一
本家では神夜がいなくなったことが問題になっていた。妖怪達が家中を探し回っても何処にもいない。本家の者達が焦っているとリクオが回状を持って帰って来た。
今まで行方知らずになっていた神夜は旧鼠達に人質にされているらしい。
そのことについてぬらりひょんと口論をしていると一番街を任されているという「化猫組」の当主、良太猫がやって来た。化猫組は昔から博徒として悪行をつんできた古い妖怪だという。
だが、今は旧鼠達に街を支配されている。奴らはネオンの輝く街へと姿を変えさせその世界に小娘を誘い出し欲望のままにむさぼりくってるというのだ。
街を救ってくれと頭を下げられたリクオは戸惑いながらも叫んだ。
「ボクは···人間なんだぞ!?だから···回状を廻して友達を···神夜を助けることしか出来ないんだ!!」
「やつらの言うことを信じちゃダメだ!!」
「え!?」
良太猫の言葉にリクオは驚いて振り返った。
「やつらは···自分らの欲望でしか考えねえ奴らだ!!殺されるぜ!!どの道、人間なんてッ。捕えられている姫様だって!」
良太猫の言葉にただただ目を見開くリクオ。脳裏にはいつも笑顔で自分の隣にいる神夜の顔が浮かんでいた。
ーー神夜が···殺される···?
ドクンッと心臓が脈打ち、背中に嫌な汗が流れた。
「···旧鼠な···たしかに、うちの組にもそんな奴らがいた気がする」
上座に座り煙管を吸っているぬらりひょんが昔の事を思い出しながら顔をしかめた。
「ただあんまりにも知恵のない奴らだったよ。おさまりのきかねぇ···ただの暴徒、早々に破門したはずだがな」
煙管をふかしたぬらりひょんは「そうかい、一番街で今は···ねぇ」と呟いた。そして隣で固まっているリクオに顔を向ける。
「リクオ。言いなりになってるんじゃねーぞ!情けねぇ。大事な女のためだろう···ケジメつけたらんかい!!」
「そんなことをボクに言われたって、ボクには力なんかないんだ!!」
叫んだリクオはガラッと襖をあけて庭へと飛び出した。
「ボクには······」
たくさんの妖怪達の姿。それはまさしく百鬼夜行。リクオの胸がドクンッと脈打った。
庭へと足を進めるリクオの後を鴉天狗が追いかける。
「若ッ、三代目を捨てるってことは···下僕を、姫様を見捨てるってことですぞ!!」
「う、うるさい!!」
ーーなんだよ···今の···。体があつい···。
「違う···ボクは···」
「若···っ」
ーー知らない───ボクに力なんてない───。
ーーボクは───人間なんだから───。
「本当は知っているはずだぜ」
後ろにある枝垂桜から聞こえた低い声。
「自分の本当の力を」
その声に導かれるようにリクオは振り返った。枝垂桜の枝に座っている純白の長髪の男。
ーー桜───?
なんで···。
「ボ、ボクの?」
男は口角をゆるりと持ち上げた。
ーー夢の中の───しだれ桜の───人···。
「もう、時間だよ」
桜の木がザアッと風に吹かれ、幾つもの花びらが舞い散ると共に二人の体は入れ替わった。

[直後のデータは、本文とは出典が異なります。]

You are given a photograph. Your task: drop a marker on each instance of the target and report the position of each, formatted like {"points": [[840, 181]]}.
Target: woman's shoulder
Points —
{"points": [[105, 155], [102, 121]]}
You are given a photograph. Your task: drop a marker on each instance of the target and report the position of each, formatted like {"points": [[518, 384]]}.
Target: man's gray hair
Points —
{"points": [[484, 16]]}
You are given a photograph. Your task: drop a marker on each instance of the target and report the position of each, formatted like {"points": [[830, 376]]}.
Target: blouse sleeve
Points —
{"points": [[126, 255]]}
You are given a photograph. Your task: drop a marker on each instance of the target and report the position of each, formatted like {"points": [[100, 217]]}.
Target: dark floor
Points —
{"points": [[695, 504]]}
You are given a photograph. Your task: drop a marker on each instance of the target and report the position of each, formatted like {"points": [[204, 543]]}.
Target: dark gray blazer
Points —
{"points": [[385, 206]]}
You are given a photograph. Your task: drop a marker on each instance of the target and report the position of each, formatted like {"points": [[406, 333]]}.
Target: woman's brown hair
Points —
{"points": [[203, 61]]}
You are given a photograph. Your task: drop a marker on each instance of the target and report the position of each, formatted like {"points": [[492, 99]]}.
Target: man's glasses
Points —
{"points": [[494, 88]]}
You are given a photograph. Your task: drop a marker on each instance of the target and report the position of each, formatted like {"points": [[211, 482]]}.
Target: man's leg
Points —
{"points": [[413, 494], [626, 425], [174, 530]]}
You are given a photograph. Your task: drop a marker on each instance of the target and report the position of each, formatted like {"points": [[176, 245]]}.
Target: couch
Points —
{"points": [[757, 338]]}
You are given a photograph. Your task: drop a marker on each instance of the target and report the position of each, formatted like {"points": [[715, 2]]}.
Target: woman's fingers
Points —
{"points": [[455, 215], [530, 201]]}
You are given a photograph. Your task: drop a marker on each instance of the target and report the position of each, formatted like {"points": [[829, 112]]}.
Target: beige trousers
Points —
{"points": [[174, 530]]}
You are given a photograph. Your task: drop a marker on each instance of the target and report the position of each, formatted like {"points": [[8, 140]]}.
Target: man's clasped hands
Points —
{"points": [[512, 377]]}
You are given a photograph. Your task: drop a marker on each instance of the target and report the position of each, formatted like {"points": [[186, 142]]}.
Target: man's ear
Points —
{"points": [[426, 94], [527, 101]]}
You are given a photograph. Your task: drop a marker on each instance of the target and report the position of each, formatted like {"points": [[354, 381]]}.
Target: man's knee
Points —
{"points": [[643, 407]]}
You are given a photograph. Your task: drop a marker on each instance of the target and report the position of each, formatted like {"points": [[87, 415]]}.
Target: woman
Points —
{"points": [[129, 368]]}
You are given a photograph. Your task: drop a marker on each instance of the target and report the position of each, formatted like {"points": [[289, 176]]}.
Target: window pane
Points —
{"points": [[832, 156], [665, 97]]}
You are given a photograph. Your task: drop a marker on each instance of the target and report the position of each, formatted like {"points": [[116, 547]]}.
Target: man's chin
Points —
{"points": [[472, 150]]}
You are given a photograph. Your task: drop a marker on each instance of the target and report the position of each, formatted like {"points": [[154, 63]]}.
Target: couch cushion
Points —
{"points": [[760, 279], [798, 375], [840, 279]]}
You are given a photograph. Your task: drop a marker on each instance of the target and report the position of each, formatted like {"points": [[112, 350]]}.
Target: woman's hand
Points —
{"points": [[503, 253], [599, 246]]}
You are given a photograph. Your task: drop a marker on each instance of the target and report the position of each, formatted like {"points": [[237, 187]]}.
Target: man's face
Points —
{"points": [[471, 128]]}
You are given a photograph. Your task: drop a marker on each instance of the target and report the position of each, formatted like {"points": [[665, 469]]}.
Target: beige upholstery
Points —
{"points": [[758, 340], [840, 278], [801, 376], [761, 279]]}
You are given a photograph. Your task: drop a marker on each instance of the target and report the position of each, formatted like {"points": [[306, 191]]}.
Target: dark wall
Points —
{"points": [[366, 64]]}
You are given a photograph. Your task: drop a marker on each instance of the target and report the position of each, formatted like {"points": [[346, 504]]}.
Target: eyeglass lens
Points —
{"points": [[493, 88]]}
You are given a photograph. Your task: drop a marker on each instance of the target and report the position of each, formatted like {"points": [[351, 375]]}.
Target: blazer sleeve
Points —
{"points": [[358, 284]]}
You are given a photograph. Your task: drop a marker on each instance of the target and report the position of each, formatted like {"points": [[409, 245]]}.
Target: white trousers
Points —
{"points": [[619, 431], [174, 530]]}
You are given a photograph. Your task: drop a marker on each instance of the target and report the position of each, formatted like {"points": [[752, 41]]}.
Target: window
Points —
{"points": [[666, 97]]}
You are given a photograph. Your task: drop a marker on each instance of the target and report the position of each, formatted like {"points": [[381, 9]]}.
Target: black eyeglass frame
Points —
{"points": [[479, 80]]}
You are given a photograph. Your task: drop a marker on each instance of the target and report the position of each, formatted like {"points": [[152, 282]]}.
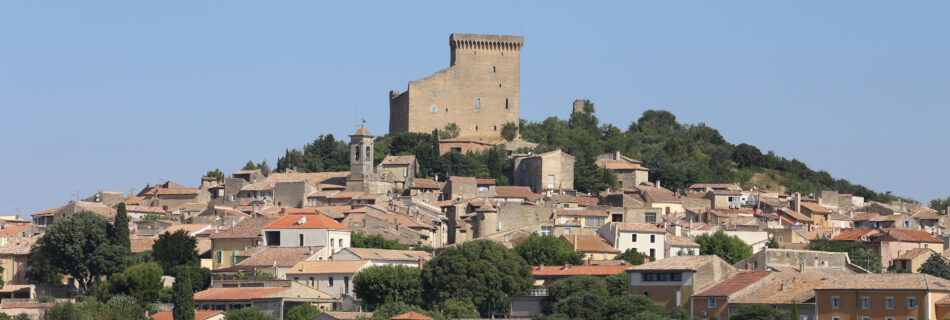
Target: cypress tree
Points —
{"points": [[183, 296], [120, 228]]}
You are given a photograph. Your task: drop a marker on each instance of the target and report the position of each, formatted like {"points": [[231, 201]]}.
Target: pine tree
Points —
{"points": [[183, 297], [120, 228]]}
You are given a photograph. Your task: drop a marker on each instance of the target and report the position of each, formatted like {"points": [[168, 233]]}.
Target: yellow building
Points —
{"points": [[881, 296], [226, 245]]}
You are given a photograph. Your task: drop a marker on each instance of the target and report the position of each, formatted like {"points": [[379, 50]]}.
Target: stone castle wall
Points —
{"points": [[479, 91]]}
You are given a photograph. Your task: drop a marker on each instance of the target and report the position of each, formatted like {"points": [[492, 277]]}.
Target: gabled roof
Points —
{"points": [[589, 243], [384, 254], [913, 253], [561, 271], [398, 160], [279, 256], [247, 229], [328, 266], [852, 235], [199, 315], [888, 281], [314, 221], [733, 284], [236, 294]]}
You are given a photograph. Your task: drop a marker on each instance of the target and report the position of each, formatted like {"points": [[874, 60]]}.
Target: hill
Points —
{"points": [[677, 154]]}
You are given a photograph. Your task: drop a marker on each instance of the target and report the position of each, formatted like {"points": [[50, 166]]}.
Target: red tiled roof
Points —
{"points": [[851, 235], [913, 253], [305, 222], [236, 294], [733, 284], [199, 314], [412, 315], [515, 192], [559, 271]]}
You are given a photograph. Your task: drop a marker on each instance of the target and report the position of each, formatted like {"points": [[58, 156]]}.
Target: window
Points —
{"points": [[890, 303], [546, 231]]}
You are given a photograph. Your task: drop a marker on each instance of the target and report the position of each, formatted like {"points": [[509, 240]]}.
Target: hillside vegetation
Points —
{"points": [[677, 154]]}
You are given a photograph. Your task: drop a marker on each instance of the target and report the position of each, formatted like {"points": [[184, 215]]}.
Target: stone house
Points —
{"points": [[672, 281], [479, 91], [629, 172], [647, 239], [549, 171]]}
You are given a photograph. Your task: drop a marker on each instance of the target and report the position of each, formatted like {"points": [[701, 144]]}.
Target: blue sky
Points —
{"points": [[114, 95]]}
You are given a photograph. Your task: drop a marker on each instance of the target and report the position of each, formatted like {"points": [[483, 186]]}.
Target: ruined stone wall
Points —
{"points": [[479, 91]]}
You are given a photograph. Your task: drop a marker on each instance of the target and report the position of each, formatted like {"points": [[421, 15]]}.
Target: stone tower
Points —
{"points": [[479, 91], [361, 153]]}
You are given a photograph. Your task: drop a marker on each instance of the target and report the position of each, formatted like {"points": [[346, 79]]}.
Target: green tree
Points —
{"points": [[143, 282], [457, 309], [509, 131], [450, 131], [120, 228], [386, 311], [759, 312], [171, 250], [303, 311], [74, 241], [482, 272], [361, 240], [249, 313], [41, 270], [548, 250], [772, 243], [936, 266], [378, 285], [216, 173], [731, 249], [859, 253], [631, 256], [184, 298]]}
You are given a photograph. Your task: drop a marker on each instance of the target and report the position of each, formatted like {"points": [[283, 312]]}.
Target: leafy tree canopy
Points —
{"points": [[547, 250]]}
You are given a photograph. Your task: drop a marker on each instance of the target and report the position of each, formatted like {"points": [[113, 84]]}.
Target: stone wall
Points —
{"points": [[479, 91]]}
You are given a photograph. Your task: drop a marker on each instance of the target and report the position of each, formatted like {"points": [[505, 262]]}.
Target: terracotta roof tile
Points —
{"points": [[733, 284], [247, 229], [305, 222], [589, 243], [281, 256], [236, 294], [559, 271]]}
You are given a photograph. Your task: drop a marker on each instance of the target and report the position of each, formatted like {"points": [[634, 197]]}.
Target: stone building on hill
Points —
{"points": [[479, 90]]}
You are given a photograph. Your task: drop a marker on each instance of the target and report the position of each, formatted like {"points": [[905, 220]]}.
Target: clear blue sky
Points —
{"points": [[114, 95]]}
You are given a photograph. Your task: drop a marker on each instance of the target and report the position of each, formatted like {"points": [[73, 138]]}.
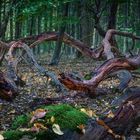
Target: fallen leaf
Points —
{"points": [[110, 114], [82, 128], [83, 110], [37, 127], [52, 119], [56, 129], [1, 137], [24, 129]]}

昼の姿のリクオはその場にいなくて、いるのは【夜の姿】のリクオ。妖怪の彼だ。
鴉天狗が唖然とその姿を見ているとザア···と二人の間に風が吹いた。
「わ、若···?」
「カラス天狗···みなをここへ呼べ」
鋭く細められたその瞳には激昂の色が濃く影を落としている。
「夜明けまでのねずみ狩りだ」
百鬼夜行を率いる彼の頭の中には自分が最も大切にしている少女の姿しかなかった。
「待ってろ、神夜」
小さく呟き、前を見据えるその瞳には自分達を照らし出す月が映っていた。